What is a Variable Refrigerant Flow (VRF) air conditioning system?
The term variable refrigerant flow refers to the ability of the system to control the amount of refrigerant flowing to each of the evaporators, enabling the use of many evaporators of differing capacities and configurations, individualized comfort control, simultaneous heating and cooling in different zones, and heat recovery from one zone to another. (ASHRAE Journal, April 2007)
In laymen’s terms, VRF systems are essentially larger, more complex, versions of direct expansion (DX) split systems much like the one you likely have in your home. The technology was pioneered in Japan by Daikin back in the early 1980s, but has only recently gained popularity in the United States. These systems have continued to advance over the years, and numerous other notable manufacturers like LG, Mitsubishi, and Trane also offer versions of VRF systems.
- The diagram below indicates how a single outdoor VRF condensing unit can serve various styles of indoor units (wall mounted, ceiling cassette, concealed ducted, PTAC style).
There are distinct Advantages of VRF over traditional systems, such as:
- Construction Flexibility – The modular nature of both the indoor and outdoor units simplify installation and allow for future expansion.
- Occupant Comfort – VRF systems rely largely on individual zone control and can hold a more consistent temperature in a space.
- Energy Efficiency – VRF systems are highly efficient.
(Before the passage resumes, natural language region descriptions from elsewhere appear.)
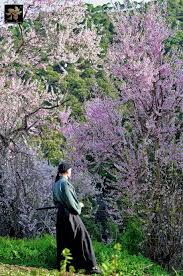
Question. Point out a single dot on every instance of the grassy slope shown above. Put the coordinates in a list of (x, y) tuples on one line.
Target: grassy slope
[(38, 256)]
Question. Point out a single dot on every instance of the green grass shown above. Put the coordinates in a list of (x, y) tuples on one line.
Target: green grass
[(33, 256)]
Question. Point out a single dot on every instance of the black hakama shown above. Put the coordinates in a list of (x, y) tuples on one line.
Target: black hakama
[(72, 234)]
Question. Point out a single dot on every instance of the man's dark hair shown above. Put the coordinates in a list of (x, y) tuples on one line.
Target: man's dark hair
[(62, 168)]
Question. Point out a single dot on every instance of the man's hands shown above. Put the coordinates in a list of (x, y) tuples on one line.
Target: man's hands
[(81, 204)]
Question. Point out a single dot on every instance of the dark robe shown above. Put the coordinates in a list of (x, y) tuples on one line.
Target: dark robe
[(70, 230)]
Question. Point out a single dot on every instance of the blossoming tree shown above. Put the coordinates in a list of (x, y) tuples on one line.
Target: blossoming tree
[(132, 147)]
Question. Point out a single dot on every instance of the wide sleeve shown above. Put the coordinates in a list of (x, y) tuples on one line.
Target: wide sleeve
[(70, 199)]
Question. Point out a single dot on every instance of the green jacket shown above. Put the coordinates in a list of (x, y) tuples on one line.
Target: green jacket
[(64, 192)]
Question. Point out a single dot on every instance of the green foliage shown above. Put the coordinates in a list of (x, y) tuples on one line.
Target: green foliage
[(51, 144), (41, 252), (68, 257), (132, 237)]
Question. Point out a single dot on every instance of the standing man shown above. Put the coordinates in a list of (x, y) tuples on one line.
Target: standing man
[(70, 230)]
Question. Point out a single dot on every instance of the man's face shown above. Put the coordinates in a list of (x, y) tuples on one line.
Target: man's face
[(69, 172)]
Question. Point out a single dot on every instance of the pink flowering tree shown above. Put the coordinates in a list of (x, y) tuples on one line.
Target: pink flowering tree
[(45, 38), (132, 147)]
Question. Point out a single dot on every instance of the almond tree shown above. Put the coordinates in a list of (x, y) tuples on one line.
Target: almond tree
[(135, 142), (26, 105)]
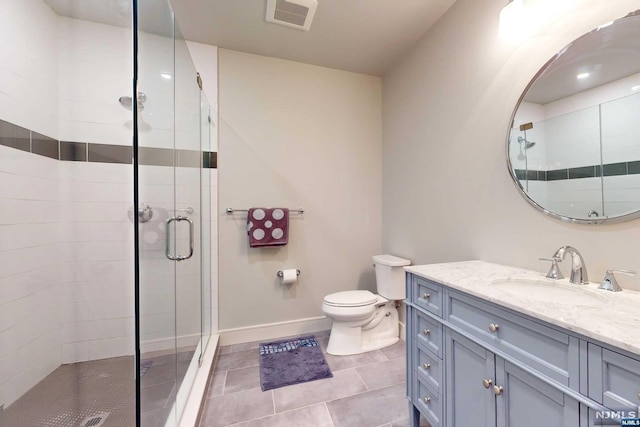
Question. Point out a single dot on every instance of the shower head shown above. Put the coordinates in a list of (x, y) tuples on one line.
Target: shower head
[(527, 144), (127, 102)]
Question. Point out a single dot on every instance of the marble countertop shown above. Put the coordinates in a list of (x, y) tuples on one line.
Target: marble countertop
[(610, 317)]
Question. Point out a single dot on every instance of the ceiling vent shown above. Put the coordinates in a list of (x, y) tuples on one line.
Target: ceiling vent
[(292, 13)]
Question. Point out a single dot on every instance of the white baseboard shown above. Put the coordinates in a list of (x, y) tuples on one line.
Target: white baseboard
[(169, 343), (197, 394), (274, 330)]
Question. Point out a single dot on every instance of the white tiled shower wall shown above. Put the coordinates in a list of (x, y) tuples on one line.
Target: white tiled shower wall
[(567, 135), (66, 239), (66, 289)]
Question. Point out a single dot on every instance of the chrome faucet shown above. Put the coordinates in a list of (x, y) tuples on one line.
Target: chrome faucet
[(578, 269)]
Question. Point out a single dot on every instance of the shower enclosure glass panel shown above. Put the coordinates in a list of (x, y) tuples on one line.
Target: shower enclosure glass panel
[(173, 267)]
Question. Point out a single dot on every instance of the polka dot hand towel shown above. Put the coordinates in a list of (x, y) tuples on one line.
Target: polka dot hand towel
[(268, 227)]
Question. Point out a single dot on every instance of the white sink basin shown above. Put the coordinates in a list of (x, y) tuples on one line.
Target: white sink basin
[(551, 291)]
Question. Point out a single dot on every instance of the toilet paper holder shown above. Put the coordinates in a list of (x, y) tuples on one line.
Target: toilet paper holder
[(280, 274)]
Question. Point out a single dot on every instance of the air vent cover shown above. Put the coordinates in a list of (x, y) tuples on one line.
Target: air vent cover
[(292, 13)]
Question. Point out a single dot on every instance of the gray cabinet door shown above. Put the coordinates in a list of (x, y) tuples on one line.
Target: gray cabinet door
[(468, 402), (526, 401)]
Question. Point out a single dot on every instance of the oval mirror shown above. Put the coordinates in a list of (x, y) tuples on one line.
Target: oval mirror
[(574, 146)]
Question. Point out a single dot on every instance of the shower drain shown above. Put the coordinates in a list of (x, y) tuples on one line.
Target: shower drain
[(94, 420)]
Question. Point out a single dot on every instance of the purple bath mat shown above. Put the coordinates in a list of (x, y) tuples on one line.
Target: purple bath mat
[(291, 361)]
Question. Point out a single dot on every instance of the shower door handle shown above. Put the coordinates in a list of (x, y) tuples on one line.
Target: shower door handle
[(167, 247)]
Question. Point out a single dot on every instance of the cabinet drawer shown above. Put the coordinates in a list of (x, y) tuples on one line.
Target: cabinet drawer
[(428, 402), (428, 367), (547, 350), (427, 294), (428, 332), (614, 379)]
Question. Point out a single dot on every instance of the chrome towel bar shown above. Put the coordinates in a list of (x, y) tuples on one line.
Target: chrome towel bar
[(229, 211), (280, 274)]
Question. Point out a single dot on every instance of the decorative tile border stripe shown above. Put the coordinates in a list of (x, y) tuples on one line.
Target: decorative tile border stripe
[(595, 171), (32, 142)]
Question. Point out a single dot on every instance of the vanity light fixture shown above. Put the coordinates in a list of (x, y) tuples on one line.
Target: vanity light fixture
[(512, 20)]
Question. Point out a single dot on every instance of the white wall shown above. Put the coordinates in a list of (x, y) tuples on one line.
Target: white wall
[(446, 111), (295, 135), (94, 70), (67, 275), (29, 235)]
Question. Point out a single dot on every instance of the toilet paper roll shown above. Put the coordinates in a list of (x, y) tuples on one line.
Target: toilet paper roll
[(289, 276)]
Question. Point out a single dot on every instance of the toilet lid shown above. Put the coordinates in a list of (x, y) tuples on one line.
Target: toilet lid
[(351, 298)]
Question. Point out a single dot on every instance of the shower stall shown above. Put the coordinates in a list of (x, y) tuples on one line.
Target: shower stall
[(107, 187)]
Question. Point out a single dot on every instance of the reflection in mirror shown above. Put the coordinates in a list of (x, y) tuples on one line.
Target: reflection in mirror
[(574, 147)]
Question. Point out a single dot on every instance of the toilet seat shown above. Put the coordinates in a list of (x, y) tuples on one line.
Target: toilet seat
[(351, 299)]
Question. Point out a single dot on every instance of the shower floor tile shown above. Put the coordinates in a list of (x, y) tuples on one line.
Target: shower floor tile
[(101, 393), (76, 393)]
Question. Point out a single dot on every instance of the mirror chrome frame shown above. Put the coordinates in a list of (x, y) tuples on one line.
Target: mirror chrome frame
[(516, 181)]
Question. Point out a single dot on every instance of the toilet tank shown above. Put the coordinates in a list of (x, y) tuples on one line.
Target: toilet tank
[(390, 276)]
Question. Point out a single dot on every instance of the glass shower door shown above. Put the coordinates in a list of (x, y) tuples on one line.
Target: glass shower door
[(170, 243)]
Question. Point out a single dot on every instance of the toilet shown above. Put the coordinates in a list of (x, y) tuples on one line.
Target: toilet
[(364, 321)]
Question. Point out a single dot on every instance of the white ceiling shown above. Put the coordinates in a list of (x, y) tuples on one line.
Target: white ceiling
[(364, 36)]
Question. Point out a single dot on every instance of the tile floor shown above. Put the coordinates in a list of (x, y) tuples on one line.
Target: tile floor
[(367, 390)]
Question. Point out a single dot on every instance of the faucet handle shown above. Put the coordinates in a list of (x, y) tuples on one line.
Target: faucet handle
[(610, 283), (554, 271)]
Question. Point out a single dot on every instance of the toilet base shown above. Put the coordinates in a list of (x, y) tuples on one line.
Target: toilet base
[(354, 338)]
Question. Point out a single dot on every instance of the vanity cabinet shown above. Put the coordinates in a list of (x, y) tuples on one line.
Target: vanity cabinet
[(485, 390), (614, 379), (474, 363)]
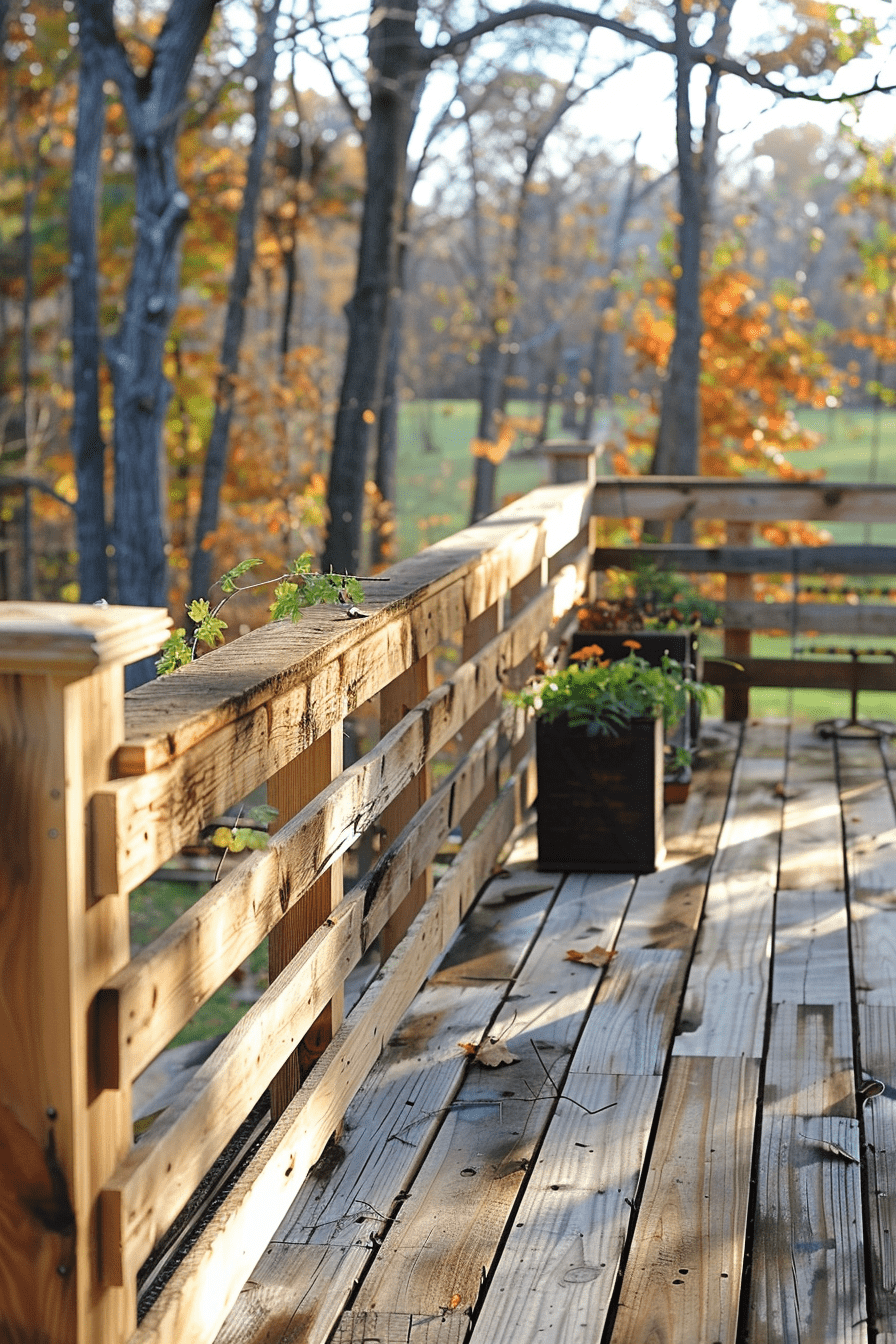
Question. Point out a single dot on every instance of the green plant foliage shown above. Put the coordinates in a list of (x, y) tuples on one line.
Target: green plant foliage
[(602, 696), (293, 592), (650, 598)]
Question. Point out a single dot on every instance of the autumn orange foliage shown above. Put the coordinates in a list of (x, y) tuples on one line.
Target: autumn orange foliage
[(760, 359)]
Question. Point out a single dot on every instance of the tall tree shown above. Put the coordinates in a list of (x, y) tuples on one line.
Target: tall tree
[(399, 63), (235, 320), (153, 100)]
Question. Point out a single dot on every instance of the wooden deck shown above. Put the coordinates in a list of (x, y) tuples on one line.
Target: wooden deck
[(677, 1151)]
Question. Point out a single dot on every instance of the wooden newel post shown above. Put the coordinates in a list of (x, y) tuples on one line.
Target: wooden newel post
[(61, 725), (738, 643)]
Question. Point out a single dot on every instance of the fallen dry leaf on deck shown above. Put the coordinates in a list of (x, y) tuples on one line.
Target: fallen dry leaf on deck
[(834, 1149), (490, 1053), (595, 956)]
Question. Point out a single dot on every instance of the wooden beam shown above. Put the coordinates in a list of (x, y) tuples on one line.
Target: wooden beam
[(738, 559), (61, 722), (141, 821), (289, 790), (396, 699), (716, 497), (422, 598), (211, 1276)]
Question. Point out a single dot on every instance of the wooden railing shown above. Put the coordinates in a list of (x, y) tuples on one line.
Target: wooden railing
[(743, 506), (100, 789)]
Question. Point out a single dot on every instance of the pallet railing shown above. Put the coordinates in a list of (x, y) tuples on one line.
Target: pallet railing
[(742, 506), (104, 789)]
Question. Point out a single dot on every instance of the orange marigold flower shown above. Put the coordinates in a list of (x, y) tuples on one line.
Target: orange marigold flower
[(593, 651)]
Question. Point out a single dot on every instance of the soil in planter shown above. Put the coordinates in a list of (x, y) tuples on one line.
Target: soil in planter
[(599, 804)]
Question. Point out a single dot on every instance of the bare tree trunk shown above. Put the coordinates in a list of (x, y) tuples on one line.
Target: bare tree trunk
[(234, 323), (87, 444), (398, 67), (153, 105), (679, 437), (677, 450)]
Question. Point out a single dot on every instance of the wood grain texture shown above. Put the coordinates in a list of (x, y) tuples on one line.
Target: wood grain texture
[(877, 1035), (208, 1280), (453, 1225), (808, 1266), (144, 1005), (809, 1065), (812, 948), (293, 1294), (724, 1001), (558, 1269), (395, 700), (812, 848), (869, 827), (153, 816), (448, 1327), (630, 1026), (351, 1196), (425, 598), (61, 722), (289, 790), (683, 1276)]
This carries increased importance as building energy codes are becoming more and more stringent and owners are recognizing the rising cost of energy from utilities. (These systems are often used in LEED and Austin Green Building Program compliant buildings due to their energy efficiency.)
- System Redundancy – VRF condensing units are often equipped with multiple compressors. This provides a level of redundancy as compared to standard split systems where each indoor unit is paired with a dedicated outdoor unit with a single compressor.
- Installed Capacity Reduction – A reduced total tonnage of air conditioning equipment is installed to serve a building due to the ability to shift heating or cooling capacity from one part of a building to another.
- Sound levels – VRF indoor and outdoor units create much less noise than traditional DX split systems.
VRF systems do have a few Disadvantages as well:
- Dedicated Outside Air – A dedicated outside air system is required. The VRF indoor equipment is small/modular and not designed to process large amounts of outside air that might be required in densely occupied buildings.
- First Costs – First costs are higher when compared to other system types, but the savings in energy typically returns the initial investment within 5 years or less.